Muitos de nós lemos jornais que estão cheios de mexericos, numa bisbilhotice global. É um modo
de fugirmos de nós mesmos, de nossa mesquinharia, do que há de feio em nossa vida. Pensamos
que, por meio de um interesse superficial nos acontecimentos do mundo, tornamo-nos mais sábios,
mais capazes de lidar com nossos próprios problemas. E isso não é um meio de fuga? Somos tão
vazios, tão pouco profundos, temos tanto medo de nós mesmos! Somos tão pobres que a
bisbilhotice torna-se uma forma de rico entretenimento, uma fuga de nós mesmos. Tentamos
preencher nosso vazio interior com conhecimento, rituais, intrigas, com uma infinidade de meios de
fuga que se tornam de vital importância, quando o mais importante deveria ser a compreensão do
que é. Essa compreensão exige atenção. Saber que somos vazios, que estamos sofrendo, pede total
atenção, não meios de fuga, mas são muitos os que gostam desses meios porque eles são muito mais
prazerosos. Quando me vejo como realmente sou, acho muito difícil lidar comigo mesmo, e esse é
um problema com os quais todos nós nos confrontamos. Sabemos que somos vazios, que estamos
sofrendo, mas não sabemos o que fazer, não sabemos como lidar com isso. Então, recorremos a
todos os tipos de fuga.

Assim, a pergunta é: o que fazer? É óbvio que não podemos escapar, pois seria um absurdo, uma
infantilidade. Mas, quando você vê diante de si mesmo, quando se vê como é, o que deve fazer?

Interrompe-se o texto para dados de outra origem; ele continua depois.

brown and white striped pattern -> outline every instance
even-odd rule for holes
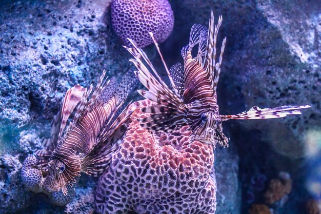
[[[76,179],[80,176],[81,172],[98,175],[98,173],[92,172],[95,170],[100,172],[106,168],[99,168],[102,166],[99,165],[96,168],[90,169],[90,172],[87,172],[86,164],[90,164],[91,162],[95,161],[94,159],[95,158],[100,158],[99,160],[104,163],[108,163],[109,161],[108,159],[110,158],[109,156],[111,155],[109,153],[109,156],[97,157],[96,155],[101,154],[99,152],[92,152],[90,158],[86,158],[96,145],[99,143],[104,144],[104,142],[101,141],[106,141],[106,139],[112,138],[110,134],[108,134],[109,132],[107,131],[109,131],[109,130],[106,127],[111,121],[115,111],[123,103],[123,101],[127,97],[128,92],[131,90],[135,81],[130,76],[126,76],[117,88],[115,80],[112,79],[107,81],[104,78],[105,75],[105,72],[104,72],[91,95],[91,86],[88,90],[82,90],[82,99],[77,100],[80,103],[75,114],[75,118],[66,129],[64,134],[59,139],[57,146],[52,152],[49,162],[48,175],[45,184],[45,187],[49,191],[61,189],[66,194],[67,186],[75,182]],[[126,91],[122,90],[123,87],[126,88]],[[69,98],[70,95],[67,92],[66,98]],[[76,105],[73,105],[71,107],[64,105],[65,108],[63,108],[63,109],[67,112],[65,114],[68,115],[69,113],[70,115]],[[126,116],[129,116],[126,115]],[[63,118],[62,117],[62,121],[63,121]],[[126,119],[125,117],[124,120],[126,120]],[[114,129],[113,131],[116,132],[118,127],[113,128]],[[62,133],[64,127],[61,128],[60,132]],[[108,143],[112,145],[114,142],[110,140]],[[106,152],[111,153],[113,151],[108,150]],[[84,163],[83,161],[85,159],[86,162]],[[104,165],[105,166],[106,164]]]
[[[143,112],[152,113],[149,117],[139,121],[143,126],[156,130],[170,130],[177,127],[189,125],[195,139],[213,146],[219,143],[227,146],[229,140],[223,132],[223,121],[229,119],[277,118],[300,113],[298,109],[310,107],[308,105],[284,106],[273,109],[260,109],[255,106],[248,112],[236,115],[219,115],[216,88],[226,37],[223,40],[218,62],[216,62],[216,42],[222,21],[222,16],[220,16],[215,25],[212,11],[207,36],[205,27],[196,24],[193,26],[189,44],[181,51],[184,61],[183,71],[179,70],[177,66],[174,66],[169,72],[158,44],[151,33],[169,75],[172,91],[162,80],[145,53],[134,41],[129,39],[134,47],[133,48],[126,47],[134,56],[134,59],[131,59],[130,61],[137,69],[135,72],[137,78],[149,90],[139,90],[138,92],[157,103],[153,106],[142,109]],[[197,55],[193,57],[192,49],[197,45]],[[144,64],[142,58],[147,63],[157,79]]]

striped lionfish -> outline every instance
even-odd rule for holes
[[[195,24],[192,27],[189,44],[181,51],[184,65],[176,64],[169,70],[152,33],[150,33],[169,78],[172,90],[163,82],[146,53],[136,43],[129,39],[133,48],[125,47],[133,55],[130,61],[137,70],[138,79],[148,89],[138,92],[156,105],[142,110],[151,113],[148,118],[141,119],[142,125],[150,130],[169,130],[175,127],[189,125],[195,140],[203,143],[219,143],[228,146],[229,140],[223,132],[222,122],[230,119],[252,120],[278,118],[288,114],[300,114],[298,110],[308,108],[283,106],[274,108],[260,109],[254,106],[248,111],[235,115],[220,115],[217,102],[216,87],[220,73],[226,37],[223,41],[218,61],[216,62],[216,40],[222,23],[220,16],[214,24],[212,11],[207,28]],[[198,45],[197,56],[193,57],[192,50]],[[157,79],[144,64],[146,62]]]
[[[76,182],[81,172],[99,176],[106,169],[118,148],[114,142],[125,133],[132,112],[126,107],[113,119],[136,82],[131,73],[117,86],[115,79],[104,78],[104,71],[90,98],[92,85],[87,89],[77,84],[68,90],[52,123],[51,138],[44,142],[45,149],[36,152],[39,166],[48,173],[44,182],[47,190],[62,190],[66,195],[67,186]],[[77,105],[74,118],[65,128]]]

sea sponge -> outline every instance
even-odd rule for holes
[[[286,198],[292,190],[292,180],[289,173],[280,172],[279,177],[270,181],[269,188],[264,193],[265,203],[268,204],[273,204]]]
[[[270,208],[264,204],[253,204],[249,210],[249,214],[272,214]]]
[[[162,43],[174,27],[174,14],[167,0],[113,0],[111,18],[124,44],[130,46],[127,38],[131,38],[142,48],[153,43],[149,32]]]
[[[309,214],[321,214],[321,200],[310,199],[308,201],[307,211]]]
[[[101,177],[96,193],[100,213],[214,213],[216,183],[211,177],[211,145],[192,141],[187,126],[171,133],[148,132],[137,121],[148,114],[134,111],[122,146]]]

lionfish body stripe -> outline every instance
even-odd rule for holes
[[[230,119],[278,118],[299,114],[299,109],[310,107],[284,106],[261,109],[254,106],[249,111],[238,114],[220,115],[217,104],[216,88],[226,37],[223,41],[217,61],[216,41],[222,21],[222,16],[220,16],[215,25],[212,11],[208,30],[205,26],[194,25],[191,30],[189,44],[181,50],[184,65],[175,64],[170,68],[169,72],[158,45],[152,33],[150,33],[169,76],[172,90],[161,79],[144,51],[134,41],[129,39],[133,48],[125,47],[133,56],[130,61],[137,68],[135,74],[148,89],[138,91],[145,98],[156,103],[153,106],[142,109],[143,112],[152,113],[139,120],[142,126],[151,130],[172,130],[188,125],[195,140],[211,144],[213,147],[217,143],[228,146],[229,140],[223,133],[223,121]],[[192,50],[196,46],[198,48],[197,55],[193,57]],[[143,60],[156,77],[144,65]]]
[[[67,185],[76,182],[81,172],[99,176],[119,146],[117,140],[125,133],[121,128],[126,126],[130,113],[122,113],[116,119],[114,116],[136,81],[133,72],[129,72],[118,86],[114,79],[107,81],[105,75],[104,71],[92,93],[92,86],[86,89],[77,85],[66,93],[58,114],[58,125],[54,126],[56,130],[59,127],[60,137],[47,161],[48,176],[44,185],[49,191],[61,190],[66,194]],[[65,128],[77,105],[74,118]],[[42,152],[45,153],[39,153]],[[99,164],[94,164],[96,160],[99,160]]]

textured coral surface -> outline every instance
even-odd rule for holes
[[[174,15],[168,0],[113,0],[111,4],[113,28],[126,45],[127,38],[141,48],[153,43],[148,33],[162,43],[174,27]]]
[[[146,100],[133,105],[150,106]],[[214,213],[216,183],[210,174],[211,145],[192,142],[187,127],[171,134],[149,133],[133,113],[122,147],[101,178],[96,207],[101,213]]]

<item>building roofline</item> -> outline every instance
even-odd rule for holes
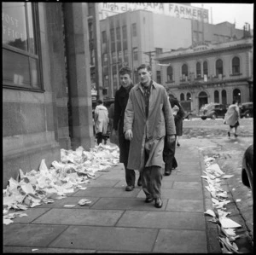
[[[232,43],[232,42],[230,42]],[[236,49],[246,49],[246,48],[251,48],[253,47],[253,42],[252,43],[241,43],[241,44],[236,44],[236,45],[227,45],[227,46],[224,46],[223,48],[215,48],[215,45],[219,45],[219,43],[218,44],[212,44],[212,46],[213,46],[212,48],[210,48],[209,49],[204,49],[204,50],[201,50],[201,51],[192,51],[192,52],[185,52],[186,50],[188,50],[189,48],[184,49],[183,50],[174,50],[172,52],[165,52],[162,55],[162,56],[156,56],[154,58],[154,60],[156,61],[165,61],[165,60],[168,60],[168,59],[177,59],[177,58],[181,58],[181,57],[186,57],[186,56],[191,56],[191,55],[209,55],[212,54],[212,52],[216,53],[216,52],[221,52],[221,51],[226,51],[226,50],[233,50]],[[190,48],[191,49],[191,48]],[[193,49],[193,48],[191,49],[191,50]]]

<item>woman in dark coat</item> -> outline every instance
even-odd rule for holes
[[[174,121],[176,126],[177,146],[180,146],[178,141],[179,141],[179,136],[183,135],[183,117],[185,116],[185,113],[183,111],[183,107],[180,105],[178,100],[176,97],[170,96],[170,102],[171,102],[172,108],[173,108],[174,106],[177,106],[178,107],[178,111],[177,112],[177,114],[176,115],[174,114]]]
[[[169,95],[169,101],[172,108],[172,113],[174,116],[174,122],[176,127],[176,139],[177,136],[183,135],[183,118],[184,117],[184,111],[182,106],[179,104],[177,99],[174,97],[172,94]],[[175,110],[175,106],[177,110]],[[178,145],[179,146],[179,143]],[[165,175],[170,176],[172,170],[177,168],[177,163],[175,159],[175,148],[176,141],[172,143],[168,143],[166,139],[165,139],[165,147],[163,150],[163,159],[165,161]]]
[[[128,155],[130,148],[130,141],[125,138],[124,133],[124,118],[125,111],[127,105],[129,93],[133,87],[131,83],[131,70],[129,67],[122,67],[119,70],[119,79],[121,87],[116,91],[114,96],[114,114],[113,121],[112,135],[114,136],[116,131],[119,132],[119,162],[124,163],[125,169],[125,181],[127,187],[126,191],[131,191],[135,188],[135,171],[128,169]],[[138,179],[137,185],[141,186],[141,179]]]

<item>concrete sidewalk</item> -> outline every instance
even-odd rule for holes
[[[221,253],[216,225],[204,215],[211,200],[201,177],[203,159],[189,139],[181,142],[178,167],[163,177],[162,208],[145,203],[137,186],[125,191],[119,164],[96,172],[85,190],[29,209],[28,217],[4,225],[3,252]],[[92,203],[78,205],[83,198]]]

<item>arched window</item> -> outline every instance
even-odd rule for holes
[[[183,64],[182,66],[182,77],[183,78],[185,78],[185,77],[188,77],[189,75],[189,68],[187,64]]]
[[[167,67],[167,81],[173,80],[173,70],[172,67]]]
[[[196,63],[196,78],[201,78],[201,62]]]
[[[216,61],[216,76],[218,74],[223,74],[223,61],[218,60]]]
[[[208,64],[207,61],[204,61],[203,62],[203,72],[204,72],[204,75],[207,75],[208,76]]]
[[[214,91],[214,102],[219,102],[219,93],[218,90]]]
[[[183,93],[180,94],[180,101],[184,101],[184,100],[185,100],[184,94]]]
[[[241,103],[241,91],[238,89],[233,90],[233,100],[237,100]]]
[[[240,59],[237,56],[235,56],[232,59],[232,74],[240,73]]]
[[[221,101],[224,105],[227,104],[227,91],[225,90],[221,91]]]
[[[187,93],[187,100],[191,100],[191,94],[189,92]]]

Primeiro, é possível você não negar ou justificar o que vê, mas conservar-se como é? Isso é
extremamente difícil, porque a mente busca explicação, condenação, identificação. Se ela não faz
nada disso, é possível aceitar alguma coisa. Se aceito que sou escuro, está acabado, mas se lamento
não ter a pele mais clara, isso é um problema. É muito difícil aceitar o que é, só conseguimos isso
quando não há fuga, e condenação ou justificação são formas de fuga. Assim, quando entendemos
por que falamos tanto dos outros, e como esse comportamento é absurdo, cruel e tudo o mais o que
ele envolve, ficamos frente a frente com o que somos e, ou tentamos destruir o que vemos, ou
tentamos transformá-lo em algo diferente. Se não fizermos nenhuma dessas coisas, mas decidirmos
compreender e aceitar completamente o que vemos, descobriremos que não é mais aquilo que
temíamos. Então, existe a possibilidade de transformamos aquilo que é.